すると肋骨が下がり、お腹が凹んでくるのが分かるはずです。これで普段の呼吸で使っていなかったお腹の奥の筋肉が働きます。
そして吐き切ったあとは自然にたっぷりと息が吸えるはずです。もちろん吸う時には凹んだお腹がそのまま膨らんでくるように鼻からスーッと吸ってくださいね。こうすれば横隔膜がきちんと上下に動くようになります。
さらに言えば「息を吸うときは交感神経(興奮)」が働き「吐くときは副交感神経(休息)」が働きます。

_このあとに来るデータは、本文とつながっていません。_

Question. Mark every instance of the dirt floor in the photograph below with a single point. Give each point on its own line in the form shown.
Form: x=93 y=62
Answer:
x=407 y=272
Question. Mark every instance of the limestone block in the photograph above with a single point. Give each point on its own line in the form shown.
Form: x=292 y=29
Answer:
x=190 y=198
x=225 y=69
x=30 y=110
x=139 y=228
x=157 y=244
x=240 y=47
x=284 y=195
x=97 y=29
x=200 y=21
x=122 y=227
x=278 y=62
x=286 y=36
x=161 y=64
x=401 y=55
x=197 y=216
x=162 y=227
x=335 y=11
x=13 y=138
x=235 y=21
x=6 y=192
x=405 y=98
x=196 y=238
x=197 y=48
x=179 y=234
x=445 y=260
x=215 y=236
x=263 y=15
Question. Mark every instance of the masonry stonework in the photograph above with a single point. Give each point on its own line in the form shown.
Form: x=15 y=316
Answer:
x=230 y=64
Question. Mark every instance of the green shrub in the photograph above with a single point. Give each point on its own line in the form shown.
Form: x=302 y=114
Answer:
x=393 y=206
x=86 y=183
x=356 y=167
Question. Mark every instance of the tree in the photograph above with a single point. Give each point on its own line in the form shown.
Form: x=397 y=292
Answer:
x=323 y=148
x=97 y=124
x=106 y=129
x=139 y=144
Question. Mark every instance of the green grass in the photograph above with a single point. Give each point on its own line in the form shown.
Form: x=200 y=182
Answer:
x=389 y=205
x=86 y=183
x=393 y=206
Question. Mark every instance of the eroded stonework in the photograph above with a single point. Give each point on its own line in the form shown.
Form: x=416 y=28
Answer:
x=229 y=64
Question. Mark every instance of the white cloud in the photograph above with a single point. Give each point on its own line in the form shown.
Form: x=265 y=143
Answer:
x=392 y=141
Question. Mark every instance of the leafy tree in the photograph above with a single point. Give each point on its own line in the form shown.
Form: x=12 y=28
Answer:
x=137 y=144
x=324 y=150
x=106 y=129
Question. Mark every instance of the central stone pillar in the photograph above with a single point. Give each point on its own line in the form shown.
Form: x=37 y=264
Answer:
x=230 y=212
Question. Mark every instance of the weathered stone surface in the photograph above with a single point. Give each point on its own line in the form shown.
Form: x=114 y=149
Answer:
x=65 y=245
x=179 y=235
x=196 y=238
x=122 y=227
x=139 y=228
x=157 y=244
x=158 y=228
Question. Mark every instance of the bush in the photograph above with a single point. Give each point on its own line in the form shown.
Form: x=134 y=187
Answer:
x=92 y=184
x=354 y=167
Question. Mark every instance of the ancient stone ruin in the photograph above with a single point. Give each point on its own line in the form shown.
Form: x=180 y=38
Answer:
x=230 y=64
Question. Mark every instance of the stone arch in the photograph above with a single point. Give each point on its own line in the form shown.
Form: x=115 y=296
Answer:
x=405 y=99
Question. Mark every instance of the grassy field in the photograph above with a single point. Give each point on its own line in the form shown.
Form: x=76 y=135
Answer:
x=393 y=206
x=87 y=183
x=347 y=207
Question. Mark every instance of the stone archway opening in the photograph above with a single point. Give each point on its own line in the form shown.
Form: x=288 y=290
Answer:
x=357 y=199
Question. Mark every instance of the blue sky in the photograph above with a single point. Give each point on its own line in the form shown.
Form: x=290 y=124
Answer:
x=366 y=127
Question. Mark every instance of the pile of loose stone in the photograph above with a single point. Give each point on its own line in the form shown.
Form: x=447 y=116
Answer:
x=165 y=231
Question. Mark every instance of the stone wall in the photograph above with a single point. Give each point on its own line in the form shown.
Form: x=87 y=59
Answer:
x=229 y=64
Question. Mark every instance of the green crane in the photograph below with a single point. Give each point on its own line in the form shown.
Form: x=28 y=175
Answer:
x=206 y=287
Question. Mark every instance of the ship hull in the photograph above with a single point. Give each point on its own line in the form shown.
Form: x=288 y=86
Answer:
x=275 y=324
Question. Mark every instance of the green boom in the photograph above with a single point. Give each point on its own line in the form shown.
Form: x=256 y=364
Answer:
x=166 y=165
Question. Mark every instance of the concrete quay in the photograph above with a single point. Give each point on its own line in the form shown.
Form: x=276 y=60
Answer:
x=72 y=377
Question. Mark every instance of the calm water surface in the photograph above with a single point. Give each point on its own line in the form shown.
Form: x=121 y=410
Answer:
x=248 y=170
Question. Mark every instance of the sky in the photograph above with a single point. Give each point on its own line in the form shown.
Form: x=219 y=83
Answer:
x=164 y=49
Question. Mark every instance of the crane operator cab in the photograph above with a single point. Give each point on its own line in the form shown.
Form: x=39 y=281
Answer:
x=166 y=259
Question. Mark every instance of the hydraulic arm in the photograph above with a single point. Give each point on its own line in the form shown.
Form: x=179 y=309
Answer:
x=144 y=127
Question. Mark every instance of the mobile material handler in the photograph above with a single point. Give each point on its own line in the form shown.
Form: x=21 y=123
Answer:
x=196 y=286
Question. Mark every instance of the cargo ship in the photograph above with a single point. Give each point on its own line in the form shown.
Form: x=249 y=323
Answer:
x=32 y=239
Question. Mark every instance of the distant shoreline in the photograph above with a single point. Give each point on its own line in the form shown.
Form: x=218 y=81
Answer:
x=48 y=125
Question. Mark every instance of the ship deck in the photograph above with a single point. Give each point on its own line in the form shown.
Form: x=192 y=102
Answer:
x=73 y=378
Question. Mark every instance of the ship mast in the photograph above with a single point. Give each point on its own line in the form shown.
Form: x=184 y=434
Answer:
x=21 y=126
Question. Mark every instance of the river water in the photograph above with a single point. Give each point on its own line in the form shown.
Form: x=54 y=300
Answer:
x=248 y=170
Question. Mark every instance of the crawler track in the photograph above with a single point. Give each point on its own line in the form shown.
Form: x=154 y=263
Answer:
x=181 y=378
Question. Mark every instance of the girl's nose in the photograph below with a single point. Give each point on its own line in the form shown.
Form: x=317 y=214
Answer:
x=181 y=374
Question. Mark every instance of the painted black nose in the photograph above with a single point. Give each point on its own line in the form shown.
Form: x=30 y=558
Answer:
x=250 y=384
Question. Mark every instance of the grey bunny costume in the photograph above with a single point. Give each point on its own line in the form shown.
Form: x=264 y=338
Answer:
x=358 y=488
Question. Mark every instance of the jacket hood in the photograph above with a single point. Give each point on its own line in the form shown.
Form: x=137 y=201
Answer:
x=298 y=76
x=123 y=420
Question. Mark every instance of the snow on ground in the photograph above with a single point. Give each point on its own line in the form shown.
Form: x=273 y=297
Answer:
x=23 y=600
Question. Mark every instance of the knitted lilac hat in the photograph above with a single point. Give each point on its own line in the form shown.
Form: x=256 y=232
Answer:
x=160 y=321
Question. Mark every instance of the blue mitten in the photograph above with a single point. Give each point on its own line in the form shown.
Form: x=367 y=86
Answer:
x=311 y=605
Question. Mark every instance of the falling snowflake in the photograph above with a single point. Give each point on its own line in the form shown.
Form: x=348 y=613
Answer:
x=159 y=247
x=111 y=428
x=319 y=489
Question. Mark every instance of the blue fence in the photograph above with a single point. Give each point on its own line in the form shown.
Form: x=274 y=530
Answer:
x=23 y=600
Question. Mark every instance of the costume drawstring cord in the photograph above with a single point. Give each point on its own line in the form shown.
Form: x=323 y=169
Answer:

ということは吐く時間を長くすると、それだけ副交感神経優位の時間が長くなるということですね。
例えば「3秒かけて吸ったら6秒かけて吐く」というように「吐く時間を倍」にしてみましょう。何秒が良いという決まりはないので、自分で呼吸してみて心地良い秒数が「良いやり方」と言えるでしょう。
2-2.カラダの使い方
「吐くのを長く」という事はよく耳にしますが「呼吸時のカラダの使い方」についてはあまり見かける事がありません。しかしこれが腹式呼吸のやり方にとても重要なんです。
先ほどの説明の通りに呼吸してみると、吐くのは簡単にお腹を凹ませて吐き切れたと思いますが、吸う時にはやはり肩・首に力が入っている人が大半だと思います。あなたはどうでしょうか?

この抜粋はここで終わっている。